Parents of two-year-old Julen Rosello hug in Totalan, southern Spain, on Jan 24, 2019.
Parents of two-year-old Julen Rosello hug in Totalan, southern Spain, on Jan 24, 2019.PHOTO: AFP
Women sing during a vigil in support of two-year-old Julen Rosello and his parents in Totalan, southern Spain.
Women sing during a vigil in support of two-year-old Julen Rosello and his parents in Totalan, southern Spain.PHOTO: AFP

TOTALAN, Spain (AFP) - Miners closed in on Friday (Jan 25) on a toddler who fell in a well on Jan 13 in southern Spain, keeping the country on tenterhooks with a rescue operation fraught with glitches.

Rescuers have been working round-the-clock under the media glare to try and reach two-year-old Julen Rosello, whose parents say fell down a narrow shaft as he was playing in Totalan, a town near Malaga.

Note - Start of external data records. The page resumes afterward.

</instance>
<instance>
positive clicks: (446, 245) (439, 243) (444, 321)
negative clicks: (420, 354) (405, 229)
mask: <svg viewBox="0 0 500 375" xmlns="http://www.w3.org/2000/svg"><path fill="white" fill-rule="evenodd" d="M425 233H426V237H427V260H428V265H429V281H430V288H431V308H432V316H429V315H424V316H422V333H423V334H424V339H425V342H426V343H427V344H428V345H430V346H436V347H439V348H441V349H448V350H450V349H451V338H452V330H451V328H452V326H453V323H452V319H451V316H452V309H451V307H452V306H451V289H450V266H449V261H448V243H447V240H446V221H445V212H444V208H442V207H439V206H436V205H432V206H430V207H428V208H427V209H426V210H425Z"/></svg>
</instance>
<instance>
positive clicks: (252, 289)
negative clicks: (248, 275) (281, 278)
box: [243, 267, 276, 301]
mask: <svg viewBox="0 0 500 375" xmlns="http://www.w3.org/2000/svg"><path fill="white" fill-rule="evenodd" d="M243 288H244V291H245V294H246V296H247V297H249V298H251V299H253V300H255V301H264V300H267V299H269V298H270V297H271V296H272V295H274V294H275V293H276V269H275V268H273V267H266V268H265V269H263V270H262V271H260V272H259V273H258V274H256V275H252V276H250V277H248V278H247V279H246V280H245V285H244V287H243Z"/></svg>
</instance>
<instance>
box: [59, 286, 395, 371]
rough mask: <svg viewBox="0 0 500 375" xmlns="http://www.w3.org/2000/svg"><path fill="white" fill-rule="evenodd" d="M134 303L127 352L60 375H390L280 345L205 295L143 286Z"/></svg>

There has been no sign of life from the boy but rescuers think they know where he is inside the illegal well which is more than 100m deep.

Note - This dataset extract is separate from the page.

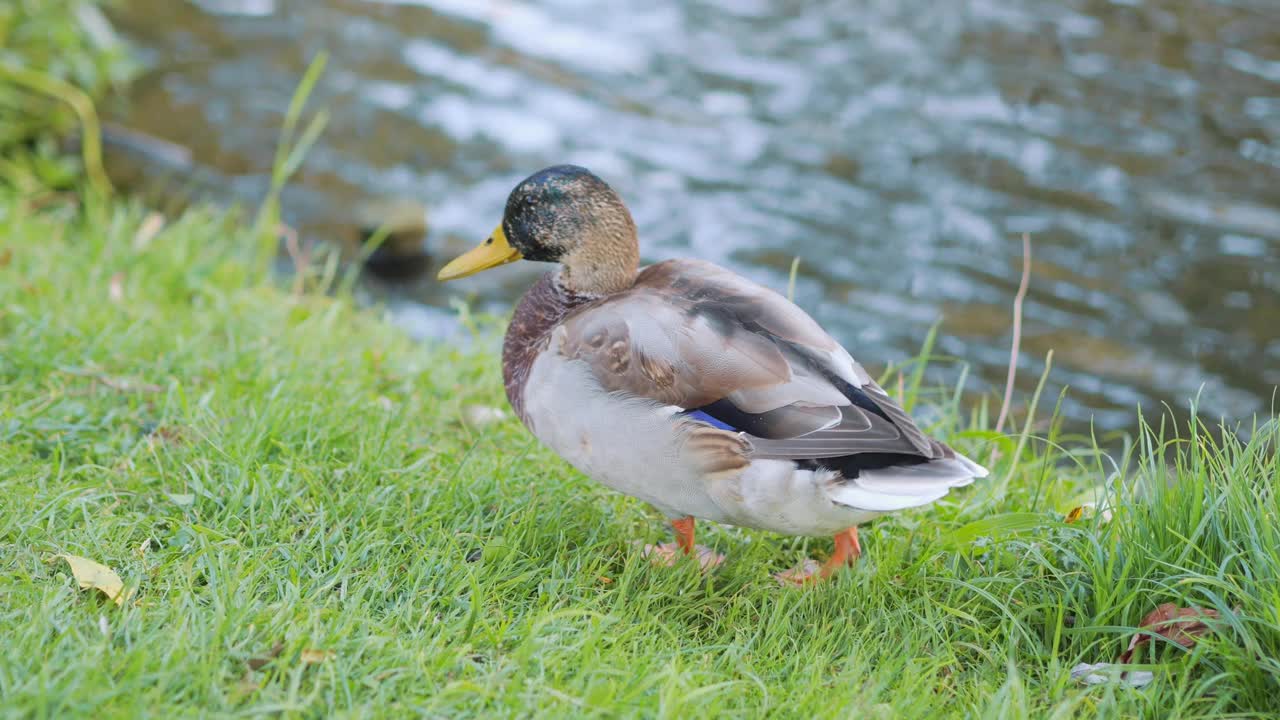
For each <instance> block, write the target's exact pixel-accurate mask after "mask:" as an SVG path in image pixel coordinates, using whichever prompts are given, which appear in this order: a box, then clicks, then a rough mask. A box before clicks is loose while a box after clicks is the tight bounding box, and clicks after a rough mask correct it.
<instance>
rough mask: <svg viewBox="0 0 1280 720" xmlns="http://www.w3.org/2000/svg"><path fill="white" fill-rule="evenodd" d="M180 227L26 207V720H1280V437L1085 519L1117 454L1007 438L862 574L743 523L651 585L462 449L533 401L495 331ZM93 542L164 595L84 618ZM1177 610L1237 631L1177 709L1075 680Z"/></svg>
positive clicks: (1132, 478) (1144, 699)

On Friday, miners were deep underground in a specially-excavated shaft parallel to the well, painstakingly digging a 4m tunnel to join both channels and hopefully reach Julen with the help of small, controlled explosions.

Jorge Martin, a spokesman for the Civil Guard police force, told reporters the miners, who were equipped with oxygen tanks, were also having to extract "the contaminated air and gases that are underground".

But with "complex terrain conditions," according to a government spokeswoman in Malaga, progress was slow. By early Friday afternoon, workers had dug 2.5m out of the four needed.

The unprecedented rescue operation has been fraught with complications that have caused delay upon delay as Julen's distraught parents and relatives stand by.

Explosives experts and elite miners are just some of those taking part in the operation, with the hope Julen is still alive after all this time.

Rescuers have not been able to get to Julen via the well he fell down because it is blocked by a layer of earth, sand and stones believed to have been dislodged when he tumbled into the shaft.

They decided to dig a vertical shaft parallel to the well, 60 metres deep, which was finished late on Monday.

The idea was to secure the shaft with tubes then take elite miners down in a specially made cage to start digging a horizontal tunnel to the site where they believe the child is.

But the tubes designed to secure the shaft didn't fit, so they had to widen it, which delayed the operation still further.

Eventually, they succeeded and the miners are now busy digging the horizontal tunnel, taking turns in teams of two.